Im Januar 2017 bleibt das Fahrzeug mit qualmendem Motor auf der Autobahn liegen. Über die Freisprechanlage bittet der K die V-GmbH, sich umgehend um die Reparatur zu kümmern. Der Geschäftsführer der V-GmbH lehnt dieses Ansinnen energisch ab. Er ist der Auffassung, dass die Fahrweise des K die Ursache für den Defekt sei. K entgegnet, dass er dann das Fahrzeug in die Werkstatt des X bringen müsse, der hierfür 200 Euro verlange. So geschieht es dann auch.
Die Ursache für den Defekt lässt sich nicht klären.
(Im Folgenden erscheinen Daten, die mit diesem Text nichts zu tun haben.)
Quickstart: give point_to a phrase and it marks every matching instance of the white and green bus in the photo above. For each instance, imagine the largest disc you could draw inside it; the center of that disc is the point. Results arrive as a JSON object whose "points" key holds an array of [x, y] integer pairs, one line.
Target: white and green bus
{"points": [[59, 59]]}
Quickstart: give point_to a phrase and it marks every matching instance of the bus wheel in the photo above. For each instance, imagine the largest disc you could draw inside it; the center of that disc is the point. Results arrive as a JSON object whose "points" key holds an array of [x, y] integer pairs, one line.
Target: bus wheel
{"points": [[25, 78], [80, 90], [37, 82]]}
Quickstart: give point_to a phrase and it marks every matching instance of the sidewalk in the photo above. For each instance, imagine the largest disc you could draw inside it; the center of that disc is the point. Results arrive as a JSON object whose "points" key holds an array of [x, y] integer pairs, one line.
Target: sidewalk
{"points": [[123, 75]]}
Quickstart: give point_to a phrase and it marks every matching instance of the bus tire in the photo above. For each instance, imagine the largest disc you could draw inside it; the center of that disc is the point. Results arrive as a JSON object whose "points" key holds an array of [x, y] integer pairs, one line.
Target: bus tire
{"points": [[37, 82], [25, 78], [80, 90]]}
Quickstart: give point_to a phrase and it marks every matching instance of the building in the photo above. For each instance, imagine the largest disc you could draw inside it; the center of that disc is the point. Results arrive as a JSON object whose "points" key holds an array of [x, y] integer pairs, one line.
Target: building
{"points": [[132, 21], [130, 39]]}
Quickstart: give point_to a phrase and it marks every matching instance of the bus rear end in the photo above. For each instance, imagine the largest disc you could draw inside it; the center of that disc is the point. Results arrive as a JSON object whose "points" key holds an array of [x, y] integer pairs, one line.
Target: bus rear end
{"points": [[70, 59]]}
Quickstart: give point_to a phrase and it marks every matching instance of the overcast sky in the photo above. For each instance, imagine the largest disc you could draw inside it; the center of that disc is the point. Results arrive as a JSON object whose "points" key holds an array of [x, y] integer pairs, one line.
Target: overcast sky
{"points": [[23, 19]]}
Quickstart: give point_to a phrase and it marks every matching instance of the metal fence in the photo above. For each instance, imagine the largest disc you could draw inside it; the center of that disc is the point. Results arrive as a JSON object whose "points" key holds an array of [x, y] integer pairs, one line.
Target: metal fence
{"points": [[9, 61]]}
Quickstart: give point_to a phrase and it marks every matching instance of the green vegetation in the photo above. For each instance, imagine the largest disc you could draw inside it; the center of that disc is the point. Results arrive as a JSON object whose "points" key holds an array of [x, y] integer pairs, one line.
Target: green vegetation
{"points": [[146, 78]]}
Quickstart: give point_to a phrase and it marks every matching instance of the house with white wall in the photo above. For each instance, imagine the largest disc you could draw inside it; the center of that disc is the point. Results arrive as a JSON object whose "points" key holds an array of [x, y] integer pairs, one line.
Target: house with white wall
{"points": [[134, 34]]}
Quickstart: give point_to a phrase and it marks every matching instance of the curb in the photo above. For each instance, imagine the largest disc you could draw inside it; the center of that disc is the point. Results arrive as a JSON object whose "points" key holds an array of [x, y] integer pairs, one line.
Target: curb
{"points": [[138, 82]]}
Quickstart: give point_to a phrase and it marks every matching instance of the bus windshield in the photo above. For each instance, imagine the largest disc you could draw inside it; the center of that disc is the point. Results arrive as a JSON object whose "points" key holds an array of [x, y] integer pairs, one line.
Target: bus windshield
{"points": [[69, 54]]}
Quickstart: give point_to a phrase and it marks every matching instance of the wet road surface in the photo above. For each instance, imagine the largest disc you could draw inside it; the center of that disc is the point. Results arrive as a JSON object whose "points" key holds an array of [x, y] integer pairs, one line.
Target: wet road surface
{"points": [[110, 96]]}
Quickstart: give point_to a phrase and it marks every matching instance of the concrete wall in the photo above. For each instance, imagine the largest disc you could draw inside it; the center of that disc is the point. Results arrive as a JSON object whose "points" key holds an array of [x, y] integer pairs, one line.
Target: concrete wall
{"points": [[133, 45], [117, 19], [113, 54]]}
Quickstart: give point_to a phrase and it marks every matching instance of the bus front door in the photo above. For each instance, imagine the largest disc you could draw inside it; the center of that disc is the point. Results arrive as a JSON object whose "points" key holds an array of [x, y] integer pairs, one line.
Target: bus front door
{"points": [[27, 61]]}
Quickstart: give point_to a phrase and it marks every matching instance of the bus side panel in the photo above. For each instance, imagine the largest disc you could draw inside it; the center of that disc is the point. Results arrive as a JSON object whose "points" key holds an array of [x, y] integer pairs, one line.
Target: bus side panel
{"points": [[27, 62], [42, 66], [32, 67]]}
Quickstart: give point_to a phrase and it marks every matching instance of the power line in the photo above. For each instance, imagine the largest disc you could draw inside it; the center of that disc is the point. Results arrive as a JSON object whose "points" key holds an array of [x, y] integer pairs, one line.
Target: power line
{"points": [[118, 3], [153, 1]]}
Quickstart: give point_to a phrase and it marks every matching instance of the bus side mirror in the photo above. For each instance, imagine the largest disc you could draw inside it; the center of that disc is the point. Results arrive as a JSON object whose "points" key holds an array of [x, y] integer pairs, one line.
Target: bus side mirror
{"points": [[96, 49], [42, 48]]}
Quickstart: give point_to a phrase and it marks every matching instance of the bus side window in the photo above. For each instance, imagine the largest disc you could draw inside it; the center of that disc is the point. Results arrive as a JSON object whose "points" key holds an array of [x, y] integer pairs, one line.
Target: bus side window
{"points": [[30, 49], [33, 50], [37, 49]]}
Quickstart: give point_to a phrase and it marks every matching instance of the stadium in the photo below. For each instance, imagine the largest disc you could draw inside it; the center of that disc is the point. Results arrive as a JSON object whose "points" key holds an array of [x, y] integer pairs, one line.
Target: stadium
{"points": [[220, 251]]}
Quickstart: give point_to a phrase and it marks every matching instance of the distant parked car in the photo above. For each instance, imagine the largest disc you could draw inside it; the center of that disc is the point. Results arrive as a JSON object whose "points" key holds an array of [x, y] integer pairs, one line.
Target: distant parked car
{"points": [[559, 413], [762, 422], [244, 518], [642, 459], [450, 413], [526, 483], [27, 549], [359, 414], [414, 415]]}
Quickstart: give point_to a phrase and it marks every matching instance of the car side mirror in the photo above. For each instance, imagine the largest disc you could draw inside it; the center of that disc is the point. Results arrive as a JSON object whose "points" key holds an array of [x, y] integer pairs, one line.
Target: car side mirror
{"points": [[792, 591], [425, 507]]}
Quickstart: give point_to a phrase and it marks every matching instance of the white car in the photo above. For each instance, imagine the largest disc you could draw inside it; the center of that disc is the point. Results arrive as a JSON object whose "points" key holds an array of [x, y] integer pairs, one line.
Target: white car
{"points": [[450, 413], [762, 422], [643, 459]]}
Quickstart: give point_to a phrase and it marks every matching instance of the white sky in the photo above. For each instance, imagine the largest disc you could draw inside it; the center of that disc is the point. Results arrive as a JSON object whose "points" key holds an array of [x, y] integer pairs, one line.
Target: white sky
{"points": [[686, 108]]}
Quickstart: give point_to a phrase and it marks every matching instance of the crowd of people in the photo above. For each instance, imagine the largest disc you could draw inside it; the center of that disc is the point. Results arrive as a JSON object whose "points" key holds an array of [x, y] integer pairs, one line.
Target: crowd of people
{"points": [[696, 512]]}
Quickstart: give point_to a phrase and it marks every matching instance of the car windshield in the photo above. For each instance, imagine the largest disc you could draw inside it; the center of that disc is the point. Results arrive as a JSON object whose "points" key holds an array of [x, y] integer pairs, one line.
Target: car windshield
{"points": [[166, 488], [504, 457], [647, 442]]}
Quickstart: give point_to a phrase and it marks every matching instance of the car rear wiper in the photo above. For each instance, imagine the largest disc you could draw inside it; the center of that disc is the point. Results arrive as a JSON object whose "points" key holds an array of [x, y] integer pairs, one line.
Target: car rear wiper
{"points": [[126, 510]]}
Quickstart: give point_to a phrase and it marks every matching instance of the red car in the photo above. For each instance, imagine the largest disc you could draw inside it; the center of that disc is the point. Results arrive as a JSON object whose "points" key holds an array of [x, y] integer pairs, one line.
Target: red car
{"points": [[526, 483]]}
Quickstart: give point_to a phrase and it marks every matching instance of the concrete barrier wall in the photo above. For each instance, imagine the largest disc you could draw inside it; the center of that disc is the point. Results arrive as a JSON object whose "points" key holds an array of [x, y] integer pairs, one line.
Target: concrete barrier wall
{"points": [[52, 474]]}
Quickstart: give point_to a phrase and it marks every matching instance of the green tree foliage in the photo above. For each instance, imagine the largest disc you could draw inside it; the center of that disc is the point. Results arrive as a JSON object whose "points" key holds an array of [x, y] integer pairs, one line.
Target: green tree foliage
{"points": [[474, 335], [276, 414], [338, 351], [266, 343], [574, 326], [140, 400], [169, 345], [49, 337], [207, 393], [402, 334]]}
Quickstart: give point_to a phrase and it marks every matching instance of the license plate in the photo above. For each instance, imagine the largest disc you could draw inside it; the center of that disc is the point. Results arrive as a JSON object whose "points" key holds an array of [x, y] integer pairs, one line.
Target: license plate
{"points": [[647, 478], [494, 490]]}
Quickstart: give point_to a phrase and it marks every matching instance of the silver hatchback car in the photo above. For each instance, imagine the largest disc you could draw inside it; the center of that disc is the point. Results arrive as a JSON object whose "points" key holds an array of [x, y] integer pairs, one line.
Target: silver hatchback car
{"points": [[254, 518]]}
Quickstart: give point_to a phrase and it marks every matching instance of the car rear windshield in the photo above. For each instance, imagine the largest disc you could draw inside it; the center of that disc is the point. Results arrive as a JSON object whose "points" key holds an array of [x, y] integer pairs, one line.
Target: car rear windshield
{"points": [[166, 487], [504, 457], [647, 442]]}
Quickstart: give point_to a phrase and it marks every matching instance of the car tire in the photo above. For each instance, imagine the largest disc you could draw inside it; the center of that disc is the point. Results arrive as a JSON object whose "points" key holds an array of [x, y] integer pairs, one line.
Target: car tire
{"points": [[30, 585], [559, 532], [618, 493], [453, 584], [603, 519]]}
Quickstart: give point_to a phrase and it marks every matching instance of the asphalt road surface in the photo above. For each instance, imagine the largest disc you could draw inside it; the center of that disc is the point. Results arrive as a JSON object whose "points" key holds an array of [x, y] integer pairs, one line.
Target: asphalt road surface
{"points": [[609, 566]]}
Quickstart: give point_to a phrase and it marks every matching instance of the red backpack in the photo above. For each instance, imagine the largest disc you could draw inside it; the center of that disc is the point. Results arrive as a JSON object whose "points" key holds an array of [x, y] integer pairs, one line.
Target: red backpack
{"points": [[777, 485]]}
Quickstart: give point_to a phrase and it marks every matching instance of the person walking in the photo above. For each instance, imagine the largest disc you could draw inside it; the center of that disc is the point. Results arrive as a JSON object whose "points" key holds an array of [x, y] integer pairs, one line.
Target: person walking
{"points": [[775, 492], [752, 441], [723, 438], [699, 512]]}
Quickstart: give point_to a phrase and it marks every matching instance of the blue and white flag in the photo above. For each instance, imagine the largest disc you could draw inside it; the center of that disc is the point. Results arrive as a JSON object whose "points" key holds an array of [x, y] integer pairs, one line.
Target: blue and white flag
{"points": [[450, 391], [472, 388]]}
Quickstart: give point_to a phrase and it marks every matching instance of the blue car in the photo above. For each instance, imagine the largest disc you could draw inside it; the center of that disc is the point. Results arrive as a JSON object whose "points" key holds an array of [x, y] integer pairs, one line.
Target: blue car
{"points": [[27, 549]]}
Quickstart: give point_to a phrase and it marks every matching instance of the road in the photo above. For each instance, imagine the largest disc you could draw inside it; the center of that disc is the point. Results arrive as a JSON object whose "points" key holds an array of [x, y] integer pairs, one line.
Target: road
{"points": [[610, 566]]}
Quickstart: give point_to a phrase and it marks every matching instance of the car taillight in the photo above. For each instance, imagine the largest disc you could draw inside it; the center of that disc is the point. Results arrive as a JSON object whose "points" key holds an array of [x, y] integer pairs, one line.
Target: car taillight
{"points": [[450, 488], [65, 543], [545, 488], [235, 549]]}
K trägt vor, der Zustand des Fahrzeuges bereits bei Übergabe sei ursächlich. Die V-GmbH bestreitet dies und fordert den K auf, dies zu beweisen.
Aufgabe 1: Hat der K gegen die V-GmbH einen Anspruch auf Freistellung von dem Zahlungsanspruch des X?
Fortsetzung 1
Es kommt zum Prozess zwischen K und der V-GmbH. Im Prozess bestreitet die V-GmbH - wahrheitswidrig -, dass der K zur Nacherfüllung aufgefordert habe. K möchte daher seine Freundin F als Zeugin benennen, die das über die Freisprechanlage geführte Telefonat mitbekommen hat. Die V-GmbH ist der Auffassung, dass die Vernehmung der F gegen ihr Allgemeines Persönlichkeitsrecht verstoße. Der K habe zwar mitgeteilt, dass er über eine Freisprechanlage telefoniere, aber nicht über die Anwesenheit der F aufgeklärt. K trägt vor, dass die V-GmbH mit der Anwesenheit anderer Personen habe rechnen müssen. Außerdem habe man nur Geschäftliches besprochen. Und überhaupt könne sich die V-GmbH nicht auf das Allgemeine Persönlichkeitsrecht berufen.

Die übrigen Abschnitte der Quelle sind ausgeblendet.